3. Explore potential demand for high speed connectivity associated with the evolving Internet of Things (IoT), and how this evolution (and its benefits) could be expedited and enhanced by increased availability of fiber-enabled high speed connectivity.
4. Better understand economic and other barriers to expanding demand to levels sufficient to justify network expansion deeper into the city’s neighborhoods, as well as factors with potential to help overcome these barriers.
5. Identify, characterize and prioritize potential near-term and longer-term opportunities to economically expand the reach of affordable and high speed access and IoT connectivity in Detroit, especially in ways that promote economic growth and community development in the city’s economically distressed neighborhoods.
6. Explore creative business strategies (e.g., demand aggregation, pre-subscriptions); technology options (e.g., wireless extensions, low-cost fiber installation techniques); alliances (e.g., with local community organizations and efforts to promote digital literacy); funding sources and strategies, and; local zoning and other public policies with potential to support economically viable expansion and beneficial use of high-speed connectivity in these neighborhoods.
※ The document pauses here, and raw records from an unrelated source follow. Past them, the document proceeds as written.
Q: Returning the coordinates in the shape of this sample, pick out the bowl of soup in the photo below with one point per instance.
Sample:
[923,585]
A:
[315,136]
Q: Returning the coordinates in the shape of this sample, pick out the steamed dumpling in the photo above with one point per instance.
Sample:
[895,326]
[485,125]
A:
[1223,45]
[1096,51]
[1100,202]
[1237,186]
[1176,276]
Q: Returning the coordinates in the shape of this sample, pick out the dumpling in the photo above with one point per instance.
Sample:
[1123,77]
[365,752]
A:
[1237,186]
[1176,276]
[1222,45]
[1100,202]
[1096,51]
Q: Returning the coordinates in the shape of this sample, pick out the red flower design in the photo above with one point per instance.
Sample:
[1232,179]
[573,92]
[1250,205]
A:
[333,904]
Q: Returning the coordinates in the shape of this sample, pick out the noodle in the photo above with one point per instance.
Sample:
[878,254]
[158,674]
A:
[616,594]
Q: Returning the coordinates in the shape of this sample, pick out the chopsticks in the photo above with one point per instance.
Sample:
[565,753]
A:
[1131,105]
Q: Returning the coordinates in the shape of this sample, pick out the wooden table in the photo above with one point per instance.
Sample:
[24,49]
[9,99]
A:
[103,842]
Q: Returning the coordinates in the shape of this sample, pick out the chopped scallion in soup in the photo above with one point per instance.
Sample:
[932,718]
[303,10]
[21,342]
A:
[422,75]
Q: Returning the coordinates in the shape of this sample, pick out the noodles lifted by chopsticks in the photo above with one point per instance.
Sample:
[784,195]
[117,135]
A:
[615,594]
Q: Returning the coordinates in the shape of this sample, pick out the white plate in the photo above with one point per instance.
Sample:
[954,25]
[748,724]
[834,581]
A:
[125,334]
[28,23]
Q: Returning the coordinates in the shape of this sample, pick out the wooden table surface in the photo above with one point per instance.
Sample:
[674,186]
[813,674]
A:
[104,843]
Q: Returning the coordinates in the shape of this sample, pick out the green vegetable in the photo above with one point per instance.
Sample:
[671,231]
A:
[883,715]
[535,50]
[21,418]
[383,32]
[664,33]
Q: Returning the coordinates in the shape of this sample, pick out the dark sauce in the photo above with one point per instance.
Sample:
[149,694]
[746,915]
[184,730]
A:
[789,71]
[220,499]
In terms of methodology, we would expect this research to include in-depth interviews with key stakeholders and experts, quantitative surveys of citizens, businesses and community anchor institutions, and financial analysis of alternative strategies and scenarios.
The Quello Center views such research as a potential pillar of its ICT4Detroit initiative, focusing as it does on the key issue of making high-speed access more available, affordable and attractive in a city currently burdened by large economic challenges and low Internet penetration, yet with much potential to benefit from cost-effective expansion of broadband access and usage. A significant stream of prior research has focused on the role of ICT, and the Internet in particular, in social and economic development of urban areas. However, relatively little has focused on the particular historical, social and economic circumstances of Detroit.
We welcome your input and support as we seek to explore the unique Detroit factors shaping the role of broadband connectivity and other ICT in the revitalization of this great American city.